There is also good news ahead for Dotfuscator Community users, who may be wondering when all these great features will be available for them to try. To learn even more, read our announcement blog: Dotfuscator 6.0 Beta: Entering The Next Era Of Dotfuscator. We expect the final release to be in April 2020.
You can read more about that in our recent blog article: Building on a Mac with Dotfuscator 6 in Azure DevOps.ĭotfuscator Professional 6 is currently in beta, but has a go-live license and is fully supported for production use.
In past guest blog posts I have done a full overview of Dotfuscator and deep dive into Xamarin.Android protection, but today I have something new to share with Xamarin developers.
By integrating Dotfuscator into their Xamarin builds, their applications get robust code obfuscation and runtime protections that help secure their valuable work.
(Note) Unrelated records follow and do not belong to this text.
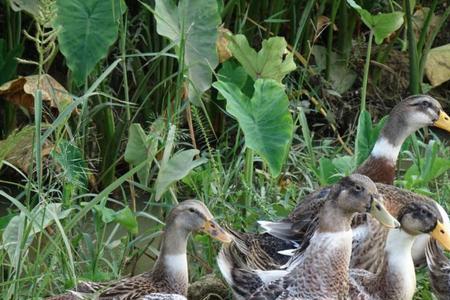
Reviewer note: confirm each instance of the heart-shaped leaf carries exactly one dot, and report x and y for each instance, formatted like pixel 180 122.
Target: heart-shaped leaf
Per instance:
pixel 194 23
pixel 88 29
pixel 382 25
pixel 271 62
pixel 176 168
pixel 265 119
pixel 141 147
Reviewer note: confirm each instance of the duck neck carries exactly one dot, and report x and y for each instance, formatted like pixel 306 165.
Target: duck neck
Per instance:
pixel 172 261
pixel 397 279
pixel 392 137
pixel 380 165
pixel 333 219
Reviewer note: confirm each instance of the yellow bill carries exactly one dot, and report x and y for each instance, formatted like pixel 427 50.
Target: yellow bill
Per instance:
pixel 379 212
pixel 213 229
pixel 443 122
pixel 441 233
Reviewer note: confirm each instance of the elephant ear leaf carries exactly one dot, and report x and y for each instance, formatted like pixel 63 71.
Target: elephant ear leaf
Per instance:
pixel 176 168
pixel 271 62
pixel 265 119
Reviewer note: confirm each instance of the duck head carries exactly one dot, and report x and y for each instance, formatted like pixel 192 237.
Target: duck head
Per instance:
pixel 358 194
pixel 420 111
pixel 418 218
pixel 194 216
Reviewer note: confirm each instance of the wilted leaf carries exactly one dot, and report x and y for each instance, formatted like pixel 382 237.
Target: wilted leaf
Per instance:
pixel 273 61
pixel 176 168
pixel 87 29
pixel 196 21
pixel 437 66
pixel 21 92
pixel 265 119
pixel 17 149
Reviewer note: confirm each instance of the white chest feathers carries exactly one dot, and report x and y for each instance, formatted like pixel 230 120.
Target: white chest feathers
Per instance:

Xamarin developers all over the world use Dotfuscator every day to protect their applications from reverse-engineering and hacking. Bill is CTO and co-founder of PreEmptive Solutions, makers of Dotfuscator, DashO, and JSDefender application protection tools. NET Reflector? Get it answered on our forum.This is a guest blog by Bill Leach. NET Reflector VSPro, visit the Reflector website. You can now step through any third-party assemblies and legacy DLLs as if you wrote them, and use all the VS debugging techniques you would use on your own code.
Use Go to Decompiled Definition in your right-click context menu The call stack now comes alive double click on it to navigate to the source code, set breakpoints, and debug any. NET Reflector VSPro will immediately decompile those assemblies for you. Select the assemblies you want to debug, and. NET Reflector menu item and click on Choose Assemblies to Debug. NET Reflector VSPro into Visual Studio and open your project, then go to the.
NET Reflector into Visual Studio and the VS debugger Please ensure that you have a valid licence before upgrading to version 11.
NET Reflector VSPro lets you step into and debug any third-party code and assemblies, right inside Visual Studio, even if you don't have their source code.